A única coisa que não pode ser em comum a todas Pessoas, é o
modo de proceder a uma da outra. Com efeito, só o Filho é gerado pelo Pai, o
Espírito Santo procede do Pai e do Filho.
Apesar disso, a Sagrada Escritura costuma, das coisas que
são comuns às três Pessoas, atribuir umas a esta Pessoa, outras àquela, como
por exemplo, ao Pai o supremo poder sobre todas as coisas, ao Filho a
sabedoria, e o amor ao Espírito Santo.
Como o mistério da Encarnação de Deus nos revela a singular
e imensa benignidade de Deus para conosco, é por esse motivo que, de modo
particular, atribuímos essa operação ao Espírito Santo.
Caráter da conceição
de Cristo:
aspecto natural.
Verifica-se, neste mistério, que alguns elementos superam a ordem da natureza,
e que outros lhe são conformes.
Cremos que o Corpo de Cristo se formou do sangue da Virgem
sua Mãe, e nisso reconhecemos uma operação da natureza humana.

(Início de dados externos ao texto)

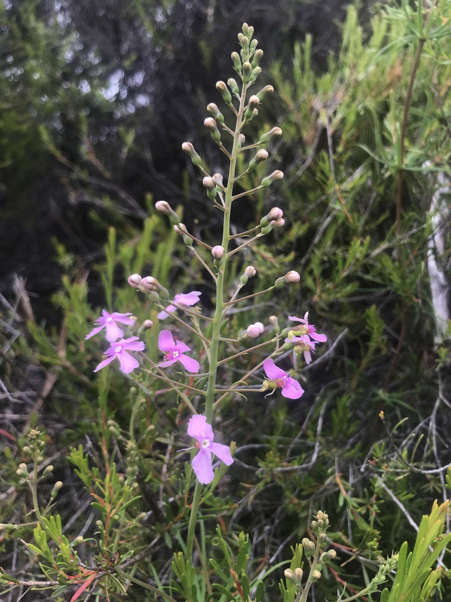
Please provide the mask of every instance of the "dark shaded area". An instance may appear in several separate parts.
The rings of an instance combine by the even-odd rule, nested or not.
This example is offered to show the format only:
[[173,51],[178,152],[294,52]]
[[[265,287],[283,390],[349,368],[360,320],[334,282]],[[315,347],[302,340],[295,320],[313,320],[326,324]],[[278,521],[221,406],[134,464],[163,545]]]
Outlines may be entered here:
[[[12,274],[24,276],[38,296],[38,315],[48,318],[47,297],[60,278],[54,239],[84,262],[101,253],[105,232],[90,219],[93,204],[101,211],[108,196],[141,218],[147,193],[186,197],[180,142],[211,148],[201,141],[200,107],[222,102],[215,83],[233,75],[239,25],[254,24],[266,66],[275,57],[289,66],[295,41],[311,33],[322,67],[337,47],[335,23],[347,3],[41,2],[37,23],[29,4],[7,7],[0,49],[0,253],[7,258],[0,290],[7,294]],[[190,202],[203,208],[198,183],[190,185]]]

É lei natural que todo corpo humano se forme do
sangue materno.
aspecto sobrenatural.
Mas o que ultrapassa a ordem natural das coisas, e supera a fôrça de nossa
inteligência é o fato de que, no instante de consentir a bem-aventurada Vírgem
às palavras do Anjo, declarando: “ Eis aqui a escrava do Senhor, cumpre-se em
mim a Vossa Palavra”, - logo começou a formar-se nela o santíssimo Corpo de
Cristo, ao qual, se uniu uma alma dotada de inteligência, de sorte que, no
mesmo instante , o Deus perfeito se tornou perfeito homem (Lc 1,38).
Acresce ainda outro fato, digno de maior admiração. Tanto
que a alma se uniu ao corpo, a própria Divindade se uniu também ao corpo e à
alma. Por conseguinte, logo que o corpo foi formado, e simultaneamente animado,
a Divindade ficou ligada tanto ao corpo como à alma.
Maria Mãe de Deus. Daí
se segue que, no mesmo instante, Deus perfeito veio a ser perfeito homem; e que
a Santíssima Vírgem pode, verdadeira e propriamente ser chamada Mãe de Deus,
porque no mesmo instante concebia a Deus e ao Homem.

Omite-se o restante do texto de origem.